Turn on Cluster mode if you want the graph to color points by detected clusters instead of by q-value. This also shows cluster labels on the graph. Turn Cluster mode off to go back to q-value coloring.

HDBSCAN settings

Min Cluster Size

This sets the smallest number of nearby points that can be treated as a cluster.

  • Increase it if the graph shows too many tiny clusters or messy labels.
  • Decrease it if the algorithm is missing small groups that look meaningful to you.
Min Samples

This controls how strict the algorithm is when deciding whether points belong in a cluster.

  • Leave it blank to use the default behavior.
  • Increase it if you want only denser, more reliable clusters to be colored, with more isolated points shown as noise.
  • Decrease it if too many points are being marked as noise instead of joining a cluster.
Good starting approach for HDBSCAN

Start with Min Cluster Size close to the smallest group you would actually want to interpret.

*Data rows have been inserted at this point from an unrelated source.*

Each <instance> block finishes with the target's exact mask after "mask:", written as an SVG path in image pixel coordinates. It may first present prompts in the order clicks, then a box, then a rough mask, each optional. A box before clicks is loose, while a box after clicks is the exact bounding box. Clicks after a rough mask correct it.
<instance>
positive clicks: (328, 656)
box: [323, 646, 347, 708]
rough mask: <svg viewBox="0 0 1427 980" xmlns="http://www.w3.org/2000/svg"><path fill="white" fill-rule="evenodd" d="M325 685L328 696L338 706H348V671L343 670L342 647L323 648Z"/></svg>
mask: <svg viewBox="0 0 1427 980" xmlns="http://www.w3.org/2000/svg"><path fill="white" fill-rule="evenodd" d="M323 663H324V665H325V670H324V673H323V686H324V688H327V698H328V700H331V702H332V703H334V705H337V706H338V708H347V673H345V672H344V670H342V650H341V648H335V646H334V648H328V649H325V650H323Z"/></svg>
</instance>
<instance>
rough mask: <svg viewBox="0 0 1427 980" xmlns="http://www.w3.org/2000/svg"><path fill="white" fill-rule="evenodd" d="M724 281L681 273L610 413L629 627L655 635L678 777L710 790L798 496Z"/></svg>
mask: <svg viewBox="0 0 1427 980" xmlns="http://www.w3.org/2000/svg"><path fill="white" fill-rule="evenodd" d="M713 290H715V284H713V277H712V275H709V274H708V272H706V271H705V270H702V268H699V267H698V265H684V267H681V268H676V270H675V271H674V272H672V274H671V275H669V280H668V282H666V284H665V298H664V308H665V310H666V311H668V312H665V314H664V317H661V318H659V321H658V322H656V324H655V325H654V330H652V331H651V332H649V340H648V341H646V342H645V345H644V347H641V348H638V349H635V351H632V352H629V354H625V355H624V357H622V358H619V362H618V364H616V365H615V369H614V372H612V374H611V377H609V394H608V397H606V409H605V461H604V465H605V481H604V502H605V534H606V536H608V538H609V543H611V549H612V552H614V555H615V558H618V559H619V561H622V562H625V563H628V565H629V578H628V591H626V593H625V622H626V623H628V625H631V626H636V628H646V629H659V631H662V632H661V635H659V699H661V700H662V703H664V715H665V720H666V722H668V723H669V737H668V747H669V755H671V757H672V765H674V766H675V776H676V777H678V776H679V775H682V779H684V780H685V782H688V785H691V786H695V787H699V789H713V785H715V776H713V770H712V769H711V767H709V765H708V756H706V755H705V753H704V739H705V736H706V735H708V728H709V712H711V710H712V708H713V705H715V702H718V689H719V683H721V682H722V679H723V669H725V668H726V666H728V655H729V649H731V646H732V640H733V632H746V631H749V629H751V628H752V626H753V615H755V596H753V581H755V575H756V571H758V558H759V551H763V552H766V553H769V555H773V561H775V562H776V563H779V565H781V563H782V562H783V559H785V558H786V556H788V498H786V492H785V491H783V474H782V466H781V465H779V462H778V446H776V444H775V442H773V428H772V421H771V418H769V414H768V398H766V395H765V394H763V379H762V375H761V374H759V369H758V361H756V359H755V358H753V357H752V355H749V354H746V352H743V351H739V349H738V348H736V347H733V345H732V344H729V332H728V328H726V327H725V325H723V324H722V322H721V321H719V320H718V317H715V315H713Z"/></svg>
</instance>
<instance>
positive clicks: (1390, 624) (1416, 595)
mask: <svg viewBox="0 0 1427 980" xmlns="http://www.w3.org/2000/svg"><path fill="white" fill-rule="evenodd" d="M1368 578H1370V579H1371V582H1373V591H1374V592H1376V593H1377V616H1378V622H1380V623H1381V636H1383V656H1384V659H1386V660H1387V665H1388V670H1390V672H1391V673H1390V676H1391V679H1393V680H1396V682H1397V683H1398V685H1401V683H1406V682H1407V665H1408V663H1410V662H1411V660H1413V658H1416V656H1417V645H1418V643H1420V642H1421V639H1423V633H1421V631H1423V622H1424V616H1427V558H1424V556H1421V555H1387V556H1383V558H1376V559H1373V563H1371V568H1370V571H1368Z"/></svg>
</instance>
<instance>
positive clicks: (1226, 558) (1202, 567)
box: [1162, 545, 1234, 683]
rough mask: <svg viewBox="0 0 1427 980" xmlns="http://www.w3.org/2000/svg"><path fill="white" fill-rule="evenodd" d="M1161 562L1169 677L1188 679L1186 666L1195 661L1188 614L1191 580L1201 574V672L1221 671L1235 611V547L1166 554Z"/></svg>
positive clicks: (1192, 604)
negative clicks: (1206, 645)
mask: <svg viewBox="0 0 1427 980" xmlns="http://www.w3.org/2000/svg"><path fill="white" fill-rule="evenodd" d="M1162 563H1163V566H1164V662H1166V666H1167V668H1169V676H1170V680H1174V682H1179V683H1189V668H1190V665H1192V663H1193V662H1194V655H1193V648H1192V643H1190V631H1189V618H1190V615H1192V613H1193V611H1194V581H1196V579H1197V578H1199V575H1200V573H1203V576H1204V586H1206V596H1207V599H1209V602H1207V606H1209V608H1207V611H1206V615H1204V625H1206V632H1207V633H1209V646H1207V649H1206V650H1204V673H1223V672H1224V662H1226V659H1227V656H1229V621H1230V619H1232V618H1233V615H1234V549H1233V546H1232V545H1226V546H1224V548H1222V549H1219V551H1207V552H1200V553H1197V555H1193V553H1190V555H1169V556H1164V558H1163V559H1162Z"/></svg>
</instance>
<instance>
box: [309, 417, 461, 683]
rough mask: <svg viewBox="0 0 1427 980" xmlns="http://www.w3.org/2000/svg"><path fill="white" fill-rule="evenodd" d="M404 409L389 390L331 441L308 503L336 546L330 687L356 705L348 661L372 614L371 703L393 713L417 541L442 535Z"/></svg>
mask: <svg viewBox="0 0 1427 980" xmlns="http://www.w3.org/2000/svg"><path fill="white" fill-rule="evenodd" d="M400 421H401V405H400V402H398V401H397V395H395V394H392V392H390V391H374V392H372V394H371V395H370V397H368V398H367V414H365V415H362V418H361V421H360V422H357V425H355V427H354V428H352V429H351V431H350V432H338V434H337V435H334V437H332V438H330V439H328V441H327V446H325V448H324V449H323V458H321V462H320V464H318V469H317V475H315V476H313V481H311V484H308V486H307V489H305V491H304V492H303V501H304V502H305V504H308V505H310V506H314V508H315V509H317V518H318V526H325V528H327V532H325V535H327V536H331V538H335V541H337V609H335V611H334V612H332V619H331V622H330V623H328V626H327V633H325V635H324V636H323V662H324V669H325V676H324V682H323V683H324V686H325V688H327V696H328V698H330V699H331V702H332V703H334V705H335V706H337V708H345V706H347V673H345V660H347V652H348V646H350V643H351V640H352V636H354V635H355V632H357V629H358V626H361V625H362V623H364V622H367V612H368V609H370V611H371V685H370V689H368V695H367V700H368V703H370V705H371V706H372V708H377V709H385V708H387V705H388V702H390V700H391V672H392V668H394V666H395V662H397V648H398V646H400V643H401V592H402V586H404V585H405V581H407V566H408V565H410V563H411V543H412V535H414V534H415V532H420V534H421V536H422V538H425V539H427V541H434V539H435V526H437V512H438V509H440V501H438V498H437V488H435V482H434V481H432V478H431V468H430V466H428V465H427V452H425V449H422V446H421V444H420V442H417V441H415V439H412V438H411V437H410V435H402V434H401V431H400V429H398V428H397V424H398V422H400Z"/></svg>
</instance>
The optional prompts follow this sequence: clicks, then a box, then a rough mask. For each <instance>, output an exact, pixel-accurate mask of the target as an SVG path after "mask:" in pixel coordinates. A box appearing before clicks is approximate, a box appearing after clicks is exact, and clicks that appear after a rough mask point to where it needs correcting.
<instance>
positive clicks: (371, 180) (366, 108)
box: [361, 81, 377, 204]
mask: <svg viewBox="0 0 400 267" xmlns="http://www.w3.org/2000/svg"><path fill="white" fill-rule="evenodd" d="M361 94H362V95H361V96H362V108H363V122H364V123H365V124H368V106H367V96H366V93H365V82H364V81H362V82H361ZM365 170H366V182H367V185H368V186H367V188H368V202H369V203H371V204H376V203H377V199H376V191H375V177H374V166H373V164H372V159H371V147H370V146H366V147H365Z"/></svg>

  • If the graph looks too broken up, increase Min Cluster Size.
  • If clusters disappear too easily, lower Min Samples or leave it blank.

OPTICS settings

Min Samples

This sets how many nearby points are needed before an area is considered dense enough to form a cluster.

  • Increase it for fewer, larger, and more stable clusters.
  • Decrease it if you want to detect smaller or looser groups.
Min Cluster Size

This sets the smallest cluster size OPTICS is allowed to keep.

  • Leave it blank if you want OPTICS to use Min Samples automatically.
  • Increase it to hide very small clusters.
  • Decrease it to keep smaller visible groups.
Xi

This controls how easily OPTICS splits one region into separate clusters.

  • Lower Xi gives more clusters by splitting regions more easily.
  • Higher Xi gives fewer clusters by merging nearby structure together.
Good starting approach for OPTICS

A common starting point is:

  • Min Samples = 5
  • Xi = 0.05

Then adjust based on what you want to see:

  • If there are too many clusters, increase Min Samples or Xi.
  • If large regions are being merged too much, decrease Xi.
  • If small groups are missing, decrease Min Samples or Min Cluster Size.

Noise points

Points that are not assigned to any cluster are shown in gray.